Credit A.J. Higgins / Maine Public
/
Maine Public
At the Lee Pellon Event Center in Machias, NYU College of Dentistry students examined the the mouths of hundreds of children last week during a free examination clinic.

Teresa Alley, the oral health coordinator for the Washington County Children's Program, has watched NYU's Machias clinic expand over the last nine years. But while Alley has seen the levels of tooth decay decline among the clinic's returning patients, she says continuity of care remains a major issue in Washington County.

"There are seven dentists in Washington County and we have a population of about 33,000," Alley said. "We've had two dentists in the last two years retire. So, this is the fewest amount of dentists that we've had."

Alley says many of the patients who visited the Machias clinic last week might not see a dentist again for another year. Still, that's better than where many Washington County residents were in 2010, when the NYU dentistry students first started visiting the region. At that time, Alley said tooth decay rates were running as high as 45 percent for many of the children visiting the clinic. She says that decay rate is now down to less than 20 percent among the returning patients.

Alley says her recent conversation with a young boy experiencing dental pain is pretty typical of many Washington County families.
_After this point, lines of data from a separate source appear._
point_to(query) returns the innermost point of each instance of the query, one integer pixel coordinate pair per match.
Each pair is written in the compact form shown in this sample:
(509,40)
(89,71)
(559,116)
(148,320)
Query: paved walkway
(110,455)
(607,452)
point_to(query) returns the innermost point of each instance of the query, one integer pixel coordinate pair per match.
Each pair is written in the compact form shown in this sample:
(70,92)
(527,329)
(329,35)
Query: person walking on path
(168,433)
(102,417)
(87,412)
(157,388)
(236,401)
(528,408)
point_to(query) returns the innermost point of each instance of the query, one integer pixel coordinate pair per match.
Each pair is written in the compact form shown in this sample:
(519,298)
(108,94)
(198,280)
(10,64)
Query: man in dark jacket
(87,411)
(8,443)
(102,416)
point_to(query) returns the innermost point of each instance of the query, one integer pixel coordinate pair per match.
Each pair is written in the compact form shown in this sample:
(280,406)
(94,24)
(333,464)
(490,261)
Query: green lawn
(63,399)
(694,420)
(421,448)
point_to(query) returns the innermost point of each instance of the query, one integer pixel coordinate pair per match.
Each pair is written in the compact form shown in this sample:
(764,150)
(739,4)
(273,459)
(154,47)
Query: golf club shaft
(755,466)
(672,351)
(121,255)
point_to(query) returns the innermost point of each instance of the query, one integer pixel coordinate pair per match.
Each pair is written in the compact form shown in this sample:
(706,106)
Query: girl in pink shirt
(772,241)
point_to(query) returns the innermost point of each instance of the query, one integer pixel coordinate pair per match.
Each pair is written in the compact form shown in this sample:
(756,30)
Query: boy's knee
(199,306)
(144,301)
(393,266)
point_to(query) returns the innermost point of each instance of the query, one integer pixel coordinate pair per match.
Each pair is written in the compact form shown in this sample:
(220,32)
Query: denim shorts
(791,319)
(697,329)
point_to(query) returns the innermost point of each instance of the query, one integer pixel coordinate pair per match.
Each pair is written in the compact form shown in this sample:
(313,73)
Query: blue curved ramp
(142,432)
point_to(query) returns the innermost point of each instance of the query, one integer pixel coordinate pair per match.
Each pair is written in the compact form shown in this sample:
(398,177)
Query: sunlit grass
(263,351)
Credit A.J. Higgins / Maine Public
/
Maine Public
Teresa Alley, oral health coordinator for the Washington County Children's Program

"And what he told me was, 'Mom says we can go to the dentist when we get a new wheel on the car.' So how do you deal with that? How do  you know that this situation is happening and how do you go to the next level to help?" Alley said. "We will see about 1,000 children in a year and that story is true for many children — it isn't just this one child."

Like other Washington County moms, Erika Robinson of Jonesport packed her two sons off to see the NYU dentists. And if her daughter hadn't contracted a cold, she would have brought her too. Robinson says it's hard for many parents in the county to even enter into a working agreement with some area dentists.

"No one does like payment plans. There's very few sliding scale fees, and even those are really expensive sometimes," Robinson says. "So this is a really great opportunity to get the kids looked at — even for yourself."

The NYU dental students have experience working in a number of other countries where dental services are scarce and poverty rates are high. In that respect, dentist Magdalene Concha says Washington County is similar to rural areas near her hometown of Santiago, Chile, especially when it comes to the centralization of professional services in large cities.

"It is interesting to see that, even though I'm from Chile very far away from here, we face some things that are in common," Concha said. "Everything is centralized in the big cities there and all the rural areas are out of resources."

Concha and Dr. Stuart Hirsch, vice-dean of international initiatives for the NYU College of Dentistry, consult over a patient who will require some fillings. Later, Hirsch says he has enjoyed bringing accessible dental health care to Washington County, but he continues to worry about the availability of dental services in one of the state's poorest and remote regions.

"It's not exactly a place that dentists flock to," Hirsch said. "It's financial issues that exist. And the number of people who can afford to have care at private dentists that don't accept Medicaid is a limited number."

According to the America's Health Rankings group, Maine's rate of a little more than 50 dentists per 100,000 residents in 2018 lags behind the national average of 61 dentists per 100,000.